The clock is ticking as Washington lawmakers scramble to pass a two-year operating and capital budget before the fiscal year ends on June 30. If they miss the deadline, thousands government workers would be temporarily laid off. Thirty-four government agencies would suspend all operations while hundreds of other public services would drastically cut back.
At a press conference on Monday, an optimistic Gov. Jay Inslee insisted a bipartisan budget deal was on the horizon.
“This was a breakthrough moment that happened in the last few hours, that in my view was the key that can open this lock that has been separating the parties, and allow us to keep this ship of state afloat,” Inslee told reporters.
But by Tuesday morning, a budget deal failed to materialize. Sen. Andy Billig (D-Spokane) says the deadlock between the Republican-controlled Senate and the Democrat-run House has ended.
“What changed this week is it feels like both sides are moving toward a compromise,” he says. “It takes a long time to get 50 representatives, 25 senators and a governor to all agree on a package they feel is responsible...But deadlines are good motivators and we have a hard deadline at the end of the week.”
According to the Associated Press, negotiators in Olympia have agreed on “large components” of the new state budget and are now hammering out the details. But even after an agreement is reached, Rep. Marcus Riccelli (D-Spokane) says it takes at least 40 hours to draft and finalize a budget plan.
So what’s the holdup? And what happens if the Legislature misses its deadline, forcing a government shutdown? Here, The Inlander answers your pressing questions.
What’s keeping lawmakers from passing a budget?

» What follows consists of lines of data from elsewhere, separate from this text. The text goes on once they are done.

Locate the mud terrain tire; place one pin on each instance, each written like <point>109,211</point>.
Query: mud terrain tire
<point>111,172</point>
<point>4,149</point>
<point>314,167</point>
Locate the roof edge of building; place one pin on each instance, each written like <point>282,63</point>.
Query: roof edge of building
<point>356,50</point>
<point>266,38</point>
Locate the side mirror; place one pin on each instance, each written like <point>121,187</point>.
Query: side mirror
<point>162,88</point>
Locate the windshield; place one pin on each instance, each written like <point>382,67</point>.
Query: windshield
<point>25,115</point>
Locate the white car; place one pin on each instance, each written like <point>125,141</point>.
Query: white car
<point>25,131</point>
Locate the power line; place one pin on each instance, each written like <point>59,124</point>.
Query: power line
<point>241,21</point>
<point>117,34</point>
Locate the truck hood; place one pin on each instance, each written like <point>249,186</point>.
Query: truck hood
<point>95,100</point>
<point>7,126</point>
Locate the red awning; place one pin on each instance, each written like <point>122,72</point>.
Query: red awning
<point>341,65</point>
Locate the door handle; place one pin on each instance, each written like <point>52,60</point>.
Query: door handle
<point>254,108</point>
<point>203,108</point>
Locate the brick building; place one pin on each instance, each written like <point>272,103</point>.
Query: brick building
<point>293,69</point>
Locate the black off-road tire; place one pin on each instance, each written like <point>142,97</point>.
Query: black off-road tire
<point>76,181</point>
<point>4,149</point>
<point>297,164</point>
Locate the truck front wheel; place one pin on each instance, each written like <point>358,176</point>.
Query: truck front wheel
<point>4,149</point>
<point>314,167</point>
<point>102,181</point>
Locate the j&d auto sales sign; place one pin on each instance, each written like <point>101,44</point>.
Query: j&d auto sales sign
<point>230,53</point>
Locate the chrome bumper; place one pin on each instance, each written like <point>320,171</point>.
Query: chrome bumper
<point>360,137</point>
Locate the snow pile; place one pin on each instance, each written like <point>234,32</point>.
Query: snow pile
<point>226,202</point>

The Legislature faces a twofold challenge: A projected $1 billion budget shortfall and a court order to fully fund basic education by 2018. In the 2012 McCleary case, the state Supreme Court ruled that Washington is failing its constitutional duty to amply fund basic education. To comply with the high court’s ruling, a legislative task force estimated that the government would need to pump $1.4 billion into public schools in the next biennium.
Negotiations stalled earlier in the second special session as Republicans demanded policy reforms and Democrats asked for new revenue streams through tax hikes.
Friction between the parties relaxed last week after the Economic and Revenue Forecast Council revised its latest forecast, projecting a combined increase in revenue for the current and next budget of more than $2 billion for 2013-15.
Senate leaders said they would let go of their policy bills so long as House members forgot about new revenue. House Majority Leader Pat Sullivan told the AP%uFFFD that Dems could work on a budget without any additional revenue this year.
Now it seems the two chambers are disagreeing on how and what to spend on basic education. The Senate reportedly wants to make a $1 billion down payment on K-12 schooling, while the House would rather spend less and save more for social services.
Has Washington ever missed the July 1 deadline?
No, but in 1991, lawmakers came close to shutdowning the government. That year, former Gov. Booth Gardner signed and filed a budget on June 30 at 11:58 p.m.
What happens if the government shuts down?
Roughly two-thirds of government agencies would cease or dramatically scale back operations. Twenty-five agencies would not be affected, including the Department of Transportation because its budget was passed earlier this year. Here are some examples of discontinued government services, according to a contingency plan prepared by the Office of Financial Management:
Yesterday, state agencies began sending potential layoff notices to about 26,000 state workers in case there’s no deal at the end of the month. Inslee sent out a personal note, saying, “I know today will be difficult for many of you. Temporary layoff notices will begin being distributed this afternoon as required by law, and I know those notices will generate a high level of anxiety, uncertainty and frustration … I’m doing everything I can to make sure that doesn’t happen — and if legislators send me an agreed-upon budget, it won’t.”